The group property of being a group with at most n elements of order dividing n is stronger than the group property of being a group in which every finite subgroup is cyclic.

### Statement with symbols

Suppose $G$ is a group, with identity element $1$, with the property that for any $n$, there are at most $n$ elements $x \in G$ satisfying $x^n = 1$. Then, every finite subgroup of $G$ is cyclic.

## Proof

Given: A group $G$ with the property that for every $n$, there are at most $n$ solutions to $x^n = 1$.

To prove: Every finite subgroup of $G$ is cyclic.

Proof: Let $\varphi(d)$ denote the Euler-phi function of $d$: in other words, $\varphi(d)$ is the number of elements that generate a given cyclic group of order $d$ (see fact (1) for more on this set of elements).

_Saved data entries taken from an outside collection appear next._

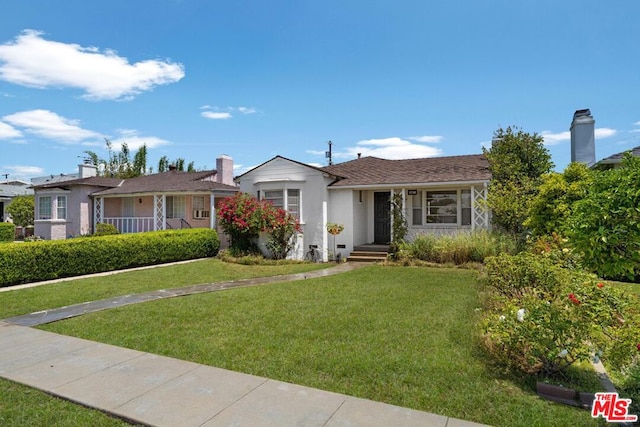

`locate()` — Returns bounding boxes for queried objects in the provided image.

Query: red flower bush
[217,192,301,258]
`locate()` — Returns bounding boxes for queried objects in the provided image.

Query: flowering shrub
[326,222,344,235]
[480,252,640,376]
[263,205,301,260]
[217,192,301,258]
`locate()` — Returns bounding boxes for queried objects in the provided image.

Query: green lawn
[39,265,598,427]
[0,258,328,319]
[0,378,130,426]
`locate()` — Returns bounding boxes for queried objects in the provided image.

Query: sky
[1,1,639,181]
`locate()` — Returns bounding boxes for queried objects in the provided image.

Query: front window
[56,196,67,220]
[426,191,457,224]
[264,190,284,209]
[287,189,300,219]
[263,189,301,220]
[192,195,210,218]
[39,196,52,220]
[412,191,423,226]
[166,196,186,219]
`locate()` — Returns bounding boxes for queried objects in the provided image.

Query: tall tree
[84,139,147,178]
[157,156,170,172]
[483,127,553,241]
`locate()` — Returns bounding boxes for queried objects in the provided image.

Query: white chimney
[78,163,97,178]
[216,155,234,186]
[570,109,596,167]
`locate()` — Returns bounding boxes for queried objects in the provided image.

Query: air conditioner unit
[193,210,210,219]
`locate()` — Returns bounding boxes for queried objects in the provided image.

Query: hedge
[0,223,15,242]
[0,228,220,287]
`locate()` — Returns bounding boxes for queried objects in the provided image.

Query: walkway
[0,263,490,427]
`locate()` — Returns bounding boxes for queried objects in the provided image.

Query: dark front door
[374,192,391,244]
[0,202,4,222]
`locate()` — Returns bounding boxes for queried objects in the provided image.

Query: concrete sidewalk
[0,322,488,427]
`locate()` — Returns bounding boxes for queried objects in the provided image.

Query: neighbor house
[236,154,491,261]
[31,155,238,241]
[0,179,33,223]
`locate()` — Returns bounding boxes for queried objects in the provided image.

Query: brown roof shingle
[321,155,490,187]
[93,170,237,195]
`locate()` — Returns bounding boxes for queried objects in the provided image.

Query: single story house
[31,155,238,241]
[236,154,491,261]
[0,179,33,223]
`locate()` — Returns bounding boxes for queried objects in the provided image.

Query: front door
[374,192,391,244]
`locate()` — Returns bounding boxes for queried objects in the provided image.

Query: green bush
[569,154,640,282]
[480,252,640,377]
[0,223,15,242]
[0,228,220,287]
[93,222,120,236]
[403,231,517,265]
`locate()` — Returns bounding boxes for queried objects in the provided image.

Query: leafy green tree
[84,139,147,178]
[569,154,640,281]
[483,127,553,241]
[158,156,170,172]
[6,195,34,228]
[525,162,592,237]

By fact (3), we then have, for any natural number $n$:

$n = \sum_{d|n} \varphi(d)$

Let $A(d)$ be the set of all elements $x \in G$ such that $x^d = 1$ and $B(d)$ denote the set of all elements of order exactly $d$. Then, since $x^n = 1$ implies that the order of $x$ divides $n$, we get:

$A(n) = \bigsqcup_{d|n} B(d)$.

Thus, if $\alpha(n), \beta(n)$ denote the cardinalities of $A(n), B(n)$ respectively, we get:

$\alpha(n) = \sum_{d|n} \beta(d)$.

Next, we observe that $\beta(d) \in \{ 0, \varphi(d) \}$ for any $d$: If $\beta(d) = 0$, we are done. Otherwise, there exists a $g \in G$ of order exactly $d$. The cyclic subgroup $\langle g \rangle$ in $G$ is a cyclic group of order $d$. This has $d$ elements satisfying $x^d = 1$. Since there are at most $d$ elements in $G$ satisfying $x^d = 1$, we conclude that $A(d) = \langle g \rangle$. In this case, it is clear that $B(d)$ is precisely the set of generators of $\langle g \rangle$, which has size $\varphi(d)$. Thus, $\beta(d) = \varphi(d)$.

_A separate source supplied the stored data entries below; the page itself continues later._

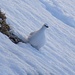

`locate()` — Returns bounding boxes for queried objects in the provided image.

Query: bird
[27,23,49,50]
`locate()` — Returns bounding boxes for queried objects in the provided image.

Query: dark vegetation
[0,10,22,44]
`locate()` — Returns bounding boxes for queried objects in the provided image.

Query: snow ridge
[0,0,75,75]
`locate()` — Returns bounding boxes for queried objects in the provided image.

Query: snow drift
[0,0,75,75]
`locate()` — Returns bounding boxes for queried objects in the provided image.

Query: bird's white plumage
[27,24,48,49]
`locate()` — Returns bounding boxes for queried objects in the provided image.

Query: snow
[0,0,75,75]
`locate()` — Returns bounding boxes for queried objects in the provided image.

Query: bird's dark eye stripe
[44,25,48,28]
[46,26,48,27]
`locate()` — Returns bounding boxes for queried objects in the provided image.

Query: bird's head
[43,23,49,28]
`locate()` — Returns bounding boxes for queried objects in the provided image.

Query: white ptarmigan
[27,24,49,50]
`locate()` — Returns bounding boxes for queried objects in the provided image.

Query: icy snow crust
[0,0,75,75]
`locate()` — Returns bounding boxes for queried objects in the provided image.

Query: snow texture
[0,0,75,75]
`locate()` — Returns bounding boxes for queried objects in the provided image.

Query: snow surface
[0,0,75,75]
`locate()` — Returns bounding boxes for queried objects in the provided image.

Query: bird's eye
[44,24,49,28]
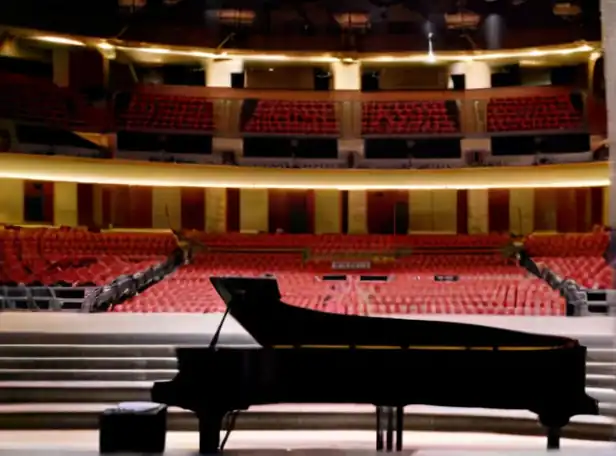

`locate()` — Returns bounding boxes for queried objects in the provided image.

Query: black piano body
[151,277,599,453]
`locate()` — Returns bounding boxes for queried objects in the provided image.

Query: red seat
[242,100,338,135]
[487,94,584,132]
[361,100,460,135]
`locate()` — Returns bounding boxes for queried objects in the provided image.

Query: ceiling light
[34,36,85,46]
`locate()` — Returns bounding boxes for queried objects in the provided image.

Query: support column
[331,60,362,154]
[205,59,244,155]
[52,48,70,88]
[205,59,244,88]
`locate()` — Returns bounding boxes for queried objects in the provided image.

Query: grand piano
[152,276,599,453]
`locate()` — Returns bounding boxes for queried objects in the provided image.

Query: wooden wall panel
[534,188,557,231]
[152,187,181,230]
[240,188,268,233]
[77,183,94,227]
[53,182,78,227]
[467,189,488,234]
[181,188,205,231]
[205,188,227,233]
[509,188,534,235]
[488,189,510,233]
[347,190,367,234]
[0,178,24,224]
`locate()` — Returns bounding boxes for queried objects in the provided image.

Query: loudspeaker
[99,403,167,453]
[313,68,331,91]
[361,72,379,92]
[450,74,465,90]
[231,72,245,89]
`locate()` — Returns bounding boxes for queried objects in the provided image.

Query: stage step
[587,349,616,363]
[586,362,616,375]
[0,369,177,382]
[0,357,177,370]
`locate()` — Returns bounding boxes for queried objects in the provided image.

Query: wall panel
[181,188,205,231]
[54,182,78,227]
[409,190,433,232]
[534,188,557,231]
[509,188,534,234]
[456,190,468,234]
[77,183,94,227]
[0,178,24,224]
[152,187,181,230]
[205,188,227,233]
[347,190,367,234]
[226,188,240,232]
[314,190,340,234]
[432,190,457,233]
[128,186,153,228]
[574,188,591,233]
[488,189,510,233]
[268,189,290,233]
[23,181,54,224]
[240,188,268,233]
[366,191,408,234]
[111,185,130,228]
[590,186,604,227]
[467,189,488,234]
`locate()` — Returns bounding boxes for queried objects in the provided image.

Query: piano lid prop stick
[376,406,384,451]
[209,307,231,350]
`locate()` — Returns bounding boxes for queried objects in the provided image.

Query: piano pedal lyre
[376,406,404,452]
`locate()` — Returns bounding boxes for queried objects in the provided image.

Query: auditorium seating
[361,100,460,135]
[117,234,564,314]
[524,232,610,289]
[116,92,215,131]
[0,228,175,286]
[0,72,105,128]
[487,95,584,132]
[242,100,338,135]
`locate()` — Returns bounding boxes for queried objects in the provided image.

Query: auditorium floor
[0,430,613,453]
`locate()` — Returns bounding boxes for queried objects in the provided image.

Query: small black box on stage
[99,402,168,453]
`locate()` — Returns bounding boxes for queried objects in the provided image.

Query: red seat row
[361,101,460,135]
[0,228,174,286]
[243,100,338,135]
[487,95,584,132]
[118,92,215,132]
[0,72,105,129]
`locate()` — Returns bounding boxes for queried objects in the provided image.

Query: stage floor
[0,430,613,453]
[1,313,613,337]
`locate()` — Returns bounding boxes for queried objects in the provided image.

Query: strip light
[0,160,608,191]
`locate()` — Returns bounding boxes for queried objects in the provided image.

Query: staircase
[0,334,612,435]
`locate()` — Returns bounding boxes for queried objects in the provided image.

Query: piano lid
[210,276,576,350]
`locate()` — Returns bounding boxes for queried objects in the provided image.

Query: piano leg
[375,406,403,452]
[386,407,394,451]
[546,427,560,451]
[197,411,224,454]
[376,406,385,451]
[395,406,404,451]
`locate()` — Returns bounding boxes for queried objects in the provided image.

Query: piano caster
[197,411,225,454]
[376,406,404,452]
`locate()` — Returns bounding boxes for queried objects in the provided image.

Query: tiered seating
[118,233,563,314]
[242,100,338,135]
[524,232,610,289]
[118,92,215,131]
[361,101,459,135]
[0,228,175,286]
[487,95,584,132]
[0,72,104,128]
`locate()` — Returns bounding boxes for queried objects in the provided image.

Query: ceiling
[0,0,600,53]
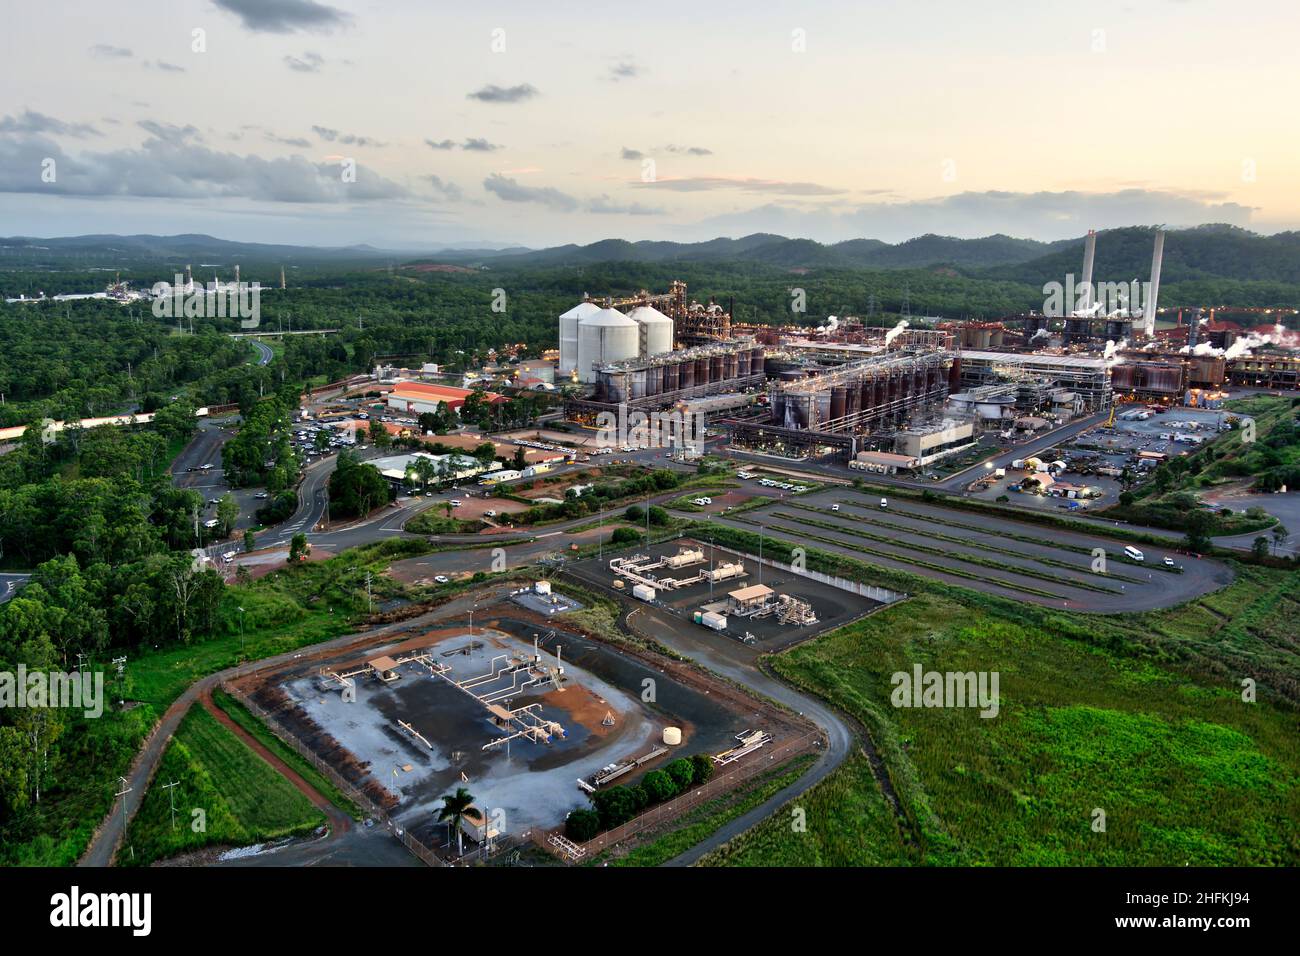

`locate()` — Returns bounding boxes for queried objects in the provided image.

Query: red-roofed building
[386,381,506,415]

We now prove the claim by induction on order.

• Base case: The result is clearly true for a subgroup of order $1$.
• Induction step: Suppose $H$ is a finite subgroup of $G$ of order $n$. Note that every element of $H$ has order dividing $n$ (fact (4)), so $\alpha(n) \ge n$. But since there are at most $n$ elements of order $n$, we in fact have $\alpha(n) = n$ with $H = A(n)$. On the other hand, we have $\beta(d) \in \{ 0, \varphi(d) \}$ for all $d$, so $\beta(d) \le \varphi(d)$ for all divisors $d$ of $n$. Thus, we get:

$n = \alpha(n) = \sum_{d|n} \beta(d) \le \sum_{d|n} \varphi(d) = n$.

Equality must hold throughout, forcing $\beta(d) = \varphi(d)$ for all $d | n$. In particular, $\beta(n) \ne 0$, so there exists an element of order exactly $n$. Further, since $H = A(n)$, this element must be in $H$, and we thus get that $H$ is the cyclic group of order $n$ on this element.